I think about both of them taking flight as I walk Cherokee Marsh and delight in the return of the tree swallows. It's nesting season for them, too. The birds dip and glide across blue skies, chirp and chatter in the tree knots, and make ballets in the clouds, so many that there are clouds of swallows. An iridescence of joy. A presence of happiness. Of home.
Pairs of swallows have arrived at the nest boxes that are placed throughout the marsh lands. They sit atop them; swoop and swell around them; build nests within them. Yes, the swallows are back to claim the marsh home.
As I approach, they yell at me and hover above me for a moment before dive bombing. This is our home. Go away! They get rather aggressive and close to my tender head. Okay! Okay! I say, laughing, moving on, looking back as they perch again proudly on their nestings.

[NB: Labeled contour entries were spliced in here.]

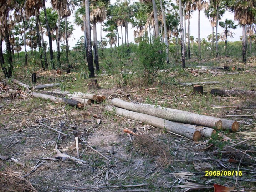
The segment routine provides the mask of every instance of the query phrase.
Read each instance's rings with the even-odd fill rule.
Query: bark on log
[[[194,83],[181,83],[177,85],[178,86],[187,86],[187,85],[213,85],[219,84],[220,82],[218,81],[206,81],[205,82],[196,82]]]
[[[216,118],[212,117],[209,117],[208,116],[206,116],[206,115],[198,115],[198,114],[196,114],[195,113],[194,113],[190,112],[185,111],[181,111],[181,110],[171,109],[170,108],[162,107],[160,105],[150,105],[150,104],[148,104],[147,103],[143,103],[139,102],[136,102],[135,103],[136,104],[138,104],[138,105],[145,105],[150,107],[153,107],[155,108],[159,108],[161,109],[164,109],[165,110],[170,111],[174,113],[174,114],[175,114],[175,113],[178,113],[179,114],[180,113],[181,113],[184,116],[187,115],[188,118],[193,118],[193,116],[194,115],[196,115],[196,116],[197,117],[197,118],[199,118],[199,119],[200,118],[201,118],[201,121],[203,122],[203,123],[201,124],[199,124],[196,123],[194,123],[195,124],[206,126],[206,127],[211,127],[212,128],[213,127],[210,126],[209,125],[207,125],[206,124],[206,122],[204,122],[204,119],[207,119],[208,118],[210,118],[213,120],[215,120],[215,121],[218,121],[220,120],[221,121],[222,124],[221,125],[220,125],[219,126],[218,126],[218,125],[217,125],[216,126],[216,127],[218,129],[220,129],[221,128],[222,128],[223,129],[227,130],[234,132],[236,132],[238,130],[238,129],[239,128],[239,124],[237,122],[237,121],[235,121],[228,120],[227,119],[220,119],[219,118]],[[198,116],[201,116],[201,117],[200,118]],[[174,120],[174,121],[176,121]]]
[[[200,132],[201,136],[206,138],[210,137],[216,133],[216,130],[212,128],[202,127],[200,126],[196,126],[193,125],[190,125],[190,124],[185,123],[177,123],[180,124],[180,125],[181,125],[185,127],[195,129]]]
[[[148,123],[153,126],[180,135],[194,141],[197,141],[201,137],[201,134],[198,131],[163,119],[112,106],[107,106],[106,109],[107,111],[114,112],[118,115]]]
[[[24,87],[24,88],[26,88],[27,89],[29,89],[30,88],[30,86],[27,85],[26,84],[23,83],[21,82],[19,80],[15,79],[12,79],[11,81],[12,82],[12,83],[13,83],[15,84],[16,84],[18,85],[21,86],[21,87]]]
[[[54,102],[60,102],[61,103],[66,103],[72,107],[76,107],[77,108],[81,108],[84,106],[80,102],[72,99],[67,99],[66,98],[57,97],[49,95],[48,95],[34,92],[31,92],[30,95],[36,98],[40,98],[44,100],[49,100]]]
[[[34,88],[36,89],[42,89],[45,88],[48,88],[48,87],[54,87],[59,86],[61,85],[60,83],[52,83],[51,84],[45,84],[44,85],[40,85],[35,86]]]
[[[213,89],[211,94],[219,96],[239,96],[256,97],[256,91],[244,90],[220,90]]]
[[[65,98],[65,97],[67,96],[68,97],[69,99],[70,99],[79,102],[83,104],[84,105],[91,105],[92,104],[92,101],[91,101],[89,99],[83,99],[82,98],[76,97],[71,97],[67,95],[64,95],[63,94],[56,93],[53,93],[52,92],[50,92],[48,91],[42,91],[42,92],[41,92],[41,93],[45,94],[46,95],[52,95],[55,97],[57,96],[57,97]]]

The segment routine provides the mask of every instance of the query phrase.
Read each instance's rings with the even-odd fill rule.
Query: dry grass
[[[29,181],[18,173],[0,172],[0,192],[37,192]]]

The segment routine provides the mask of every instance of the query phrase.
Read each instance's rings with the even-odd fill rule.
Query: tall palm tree
[[[185,63],[185,46],[184,42],[184,32],[183,29],[183,19],[182,15],[182,4],[181,0],[179,0],[179,7],[180,11],[180,36],[181,41],[181,59],[182,60],[182,68],[186,68]]]
[[[88,67],[90,71],[89,77],[95,77],[94,68],[93,68],[93,60],[92,49],[92,40],[91,38],[91,26],[90,25],[90,3],[89,0],[85,0],[85,22],[86,31],[86,39],[87,40],[87,62]]]
[[[42,0],[43,2],[43,12],[45,14],[45,24],[46,26],[47,32],[48,32],[48,37],[49,38],[49,47],[50,49],[50,60],[51,61],[51,64],[52,68],[55,68],[54,63],[53,62],[53,51],[52,50],[52,37],[51,33],[51,30],[49,26],[48,20],[47,18],[46,14],[46,8],[45,7],[45,0]]]
[[[3,64],[4,67],[3,65],[1,65],[5,76],[7,78],[11,77],[13,71],[12,58],[9,38],[9,25],[7,20],[9,13],[13,10],[16,5],[15,2],[12,1],[2,0],[0,1],[0,25],[1,26],[0,34],[4,34],[6,46],[5,61],[5,64]]]
[[[232,28],[235,29],[237,28],[237,25],[234,25],[235,22],[231,19],[226,19],[225,22],[220,21],[219,23],[219,25],[222,28],[224,29],[223,32],[222,33],[222,35],[221,35],[220,38],[225,40],[225,46],[226,48],[227,47],[227,36],[230,36],[233,38],[233,33],[229,30]]]
[[[198,11],[198,52],[199,58],[201,58],[201,37],[200,33],[200,14],[204,9],[208,9],[209,5],[206,0],[192,0],[193,10]]]
[[[238,21],[243,29],[243,62],[246,62],[246,24],[254,23],[256,17],[255,0],[223,0],[224,5],[235,14],[235,20]]]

My bride and I will be empty nesters soon. Our children now proudly nesting on their own. They are fledglings in life. The sky is limitless for their hopes and dreams and desires. Their world is otherworldly to me and my wife.
We hope that we have helped our daughters see beyond us, to be better than we are: their minds, clearer and sharper; their skills brilliant and defined; their feelings more honest and earnest; their hearts creating a deeper resonance.
In ancient Greece, swallows were associated with Aphrodite and regarded as harbingers of good fortune. In maritime traditions, sailors got tattoos of swallows to symbolize a safe return to their homes.
The tree swallows are a flying pageant of homecoming at the marsh. My wife and I will be home alone now, delighted that the light of our children is now a brilliance in Seattle, in Milwaukee, a brilliance in the lives of all they know and are yet to know. The world, otherworldly, their lives, bright, blue, true.